INTP here; I can enjoy anything as long as it is musically complex.

Scratch that.

I hate everything unless it is musically complex.


----------



## bigstupidgrin (Sep 26, 2014)

Pathosray said:


> INTP here; I can enjoy anything as long as it is musically complex.
> 
> Scratch that.
> 
> I hate everything unless it is musically complex.


Are we going to have to take over the Game: Listen to the song above... thread with 15 minute+ prog songs?


----------



## Narcissus (Dec 18, 2014)

bigstupidgrin said:


> Are we going to have to take over the Game: Listen to the song above... thread with 15 minute+ prog songs?


Im in! xd


----------



## Indiana Dan (Jun 11, 2013)

I think the fact that I like punk rock is tied in with how I am INFJ. Punk provides an energy to raise the spirit above the mundane, bullshit society we have created. As an socially-unhealthy INFJ, I definitely need sources of energy like this because I do not get much energy from other people.


----------



## Beetle (Oct 2, 2014)

ISTP, and not sure...I don't know any other ISTPs and what they like. That being said, I like classic rock, 60s, 70s, 80s, progressive rock (like Kansas, Yes, ELO), blues, Irish punk...


----------



## Narcissus (Dec 18, 2014)

Beetle said:


> ISTP, and not sure...I don't know any other ISTPs and what they like. That being said, I like classic rock, 60s, 70s, 80s, progressive rock (like Kansas, Yes, ELO), blues, Irish punk...

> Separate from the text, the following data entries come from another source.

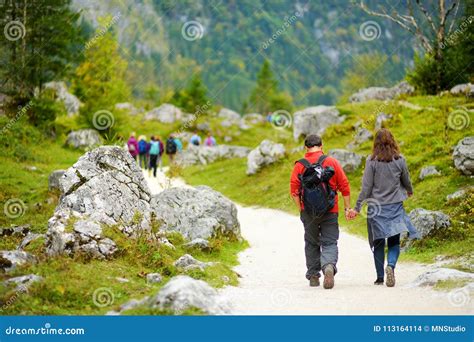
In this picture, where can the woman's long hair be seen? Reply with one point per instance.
(385, 147)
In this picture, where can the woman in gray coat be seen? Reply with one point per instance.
(385, 185)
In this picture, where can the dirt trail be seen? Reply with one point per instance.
(272, 274)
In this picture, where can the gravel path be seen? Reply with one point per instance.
(272, 274)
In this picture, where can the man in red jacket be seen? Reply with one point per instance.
(321, 233)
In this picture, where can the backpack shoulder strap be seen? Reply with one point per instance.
(304, 162)
(322, 159)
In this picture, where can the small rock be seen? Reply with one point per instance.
(427, 221)
(9, 260)
(154, 278)
(266, 153)
(428, 171)
(198, 243)
(183, 292)
(349, 161)
(463, 156)
(53, 179)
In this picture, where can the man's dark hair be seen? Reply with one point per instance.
(313, 140)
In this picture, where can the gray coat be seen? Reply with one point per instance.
(385, 182)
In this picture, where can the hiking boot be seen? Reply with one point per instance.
(390, 274)
(314, 281)
(328, 277)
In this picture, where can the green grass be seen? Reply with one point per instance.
(425, 139)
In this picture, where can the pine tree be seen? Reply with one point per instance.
(99, 79)
(38, 45)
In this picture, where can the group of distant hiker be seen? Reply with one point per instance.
(149, 154)
(385, 185)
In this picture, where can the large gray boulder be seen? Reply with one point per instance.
(428, 171)
(104, 187)
(208, 154)
(9, 260)
(315, 120)
(266, 153)
(83, 138)
(382, 93)
(427, 221)
(199, 212)
(463, 156)
(166, 113)
(465, 89)
(349, 161)
(432, 277)
(53, 179)
(183, 292)
(70, 101)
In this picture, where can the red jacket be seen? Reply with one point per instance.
(338, 182)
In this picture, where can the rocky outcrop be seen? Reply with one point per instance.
(315, 120)
(70, 101)
(166, 113)
(466, 89)
(9, 260)
(428, 171)
(104, 187)
(381, 118)
(83, 138)
(183, 292)
(195, 212)
(432, 277)
(266, 153)
(428, 221)
(207, 154)
(128, 107)
(382, 93)
(53, 179)
(463, 156)
(349, 161)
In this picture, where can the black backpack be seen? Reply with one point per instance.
(315, 193)
(171, 146)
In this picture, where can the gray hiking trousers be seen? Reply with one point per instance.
(320, 237)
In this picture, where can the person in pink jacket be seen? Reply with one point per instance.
(132, 145)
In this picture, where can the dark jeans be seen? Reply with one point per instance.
(393, 243)
(143, 161)
(320, 237)
(153, 161)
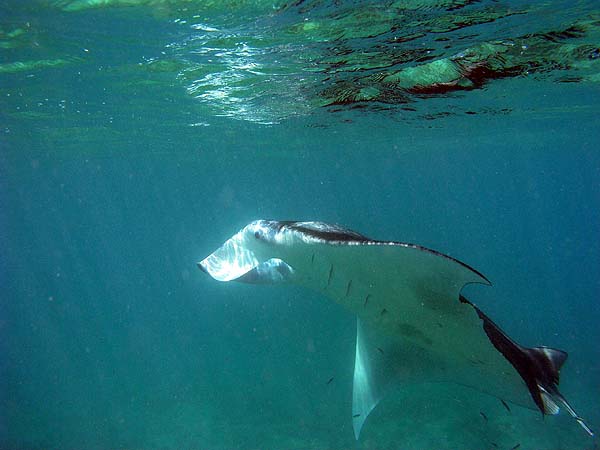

I want to marry your musical preferences but only because asking this question directly to the person would seem rather irresponsible rn lol


----------



## NurseCat (Jan 20, 2015)

What somebody looks for in the music they listen to is absolutely dependent on their personality and values, but type probably has little to no influence on genre preferences. I could see Fi-dom types being drawn to alternative music, whereas Fe-dom types may enjoy what the people around them listen to, and Se-dom types focusing on the tone and beat, but that's all really.


----------



## Narcissus (Dec 18, 2014)

I guess it's just that you can't really tell what gerne a person will like, or predict their type 100% accurately based on what music they like, you can only try to come up with reasons for which they listen to this and not that. Like thinkers enjoying prog rock or psychedelia(I'm sorry I'm monothematic but I actually find it to fit here) because of intricate structure, while feelers may find the richness of such music satisfying to their feely-feels... Heh... I like it for both reasons, as apart from a thing for intricate mechanisms and structures I try to stay in touch with my poor little inferior Fe...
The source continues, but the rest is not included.